Your pipes are a key part of your property. Whether you rely on them for sewage removal or more serious stormwater relocation, keeping your pipes in good condition is the difference between water damage and peace of mind. Pipe lining is a key part of this. Read on to learn about pipe relining and find out what you can expect to pay for pipe relining when it’s needed.

 

What is pipe relining?

All pipes have a lining in them. Metal pipes inevitably corrode over time, leading to rust in the water supply and leakages due to cracks and splits. Over time, the lining in your pipe also degrades, breaking down and leaving the inside of your pipe bare. Pipe relining is the process of adding the lining back into the pipe.

 

Why is pipe relining important?

Pipe relining is important as a relined pipe works just as effectively as a new pipe. Bare pipes are left vulnerable to long term corrosion and pipe damage, which (when left to its own devices) ultimately leads to severe pipe damage such as cracks and internal flooding throughout the structure. Pipe relining avoids this issue entirely, protecting the pipe properly and keeping the seal tight. Furthermore, damaged pipes require complete replacement, which is extremely expensive. Pipe relining keeps costs at a manageable level.

 

How much does pipe relining cost?

Depending on the nature of your pipes and the structure of your plumbing, you can expect to pay around $450 – $550 per metre for normal household sewer and stormwater lines. Junctions between pipes cost around $800 for relining, as they are more complex parts of a structure’s plumbing.

 

What affects the cost of pipe relining?

One of the features of a pipe that affects the cost is the width of the pipe in question. This is because more lining is required for a wider pipe, as comprehensive coverage is a necessity when avoiding leaks and other issues. Of course, due to the fact that pipe relining is charged by the metre, longer pipes cost more to reline. Finally, the complexity of the system affects the cost. If a pipe is more difficult to reach, technicians spend more time on-site and cost more to retain throughout the project. Simpler, shorter piping systems are cheaper than vast and sprawling interconnected webs of sewage and storm drains.

 

Is there an alternative to pipe relining?

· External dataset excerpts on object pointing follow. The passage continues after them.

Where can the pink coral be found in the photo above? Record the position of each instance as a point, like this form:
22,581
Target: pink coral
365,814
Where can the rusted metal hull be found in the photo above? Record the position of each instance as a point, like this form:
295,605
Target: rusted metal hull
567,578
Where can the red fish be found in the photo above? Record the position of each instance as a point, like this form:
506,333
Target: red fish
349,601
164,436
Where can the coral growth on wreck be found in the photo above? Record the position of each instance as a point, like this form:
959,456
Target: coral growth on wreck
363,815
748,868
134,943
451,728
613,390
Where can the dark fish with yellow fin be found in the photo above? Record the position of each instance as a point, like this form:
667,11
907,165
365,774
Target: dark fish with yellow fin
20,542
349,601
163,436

There is no real alternative to relining your pipes. Water damage is inevitable over long periods of time, which means that without pipe relining, they continue to wear and worsen, eventually springing leaks and flooding the property. At this point, the only real alternatives are to ignore the problem or completely replace all of the pipes within the property. Both of these examples are far more costly than pipe relining, leaving pipe relining as the most affordable and viable option for anyone seeking solutions to wear and tear in their plumbing network.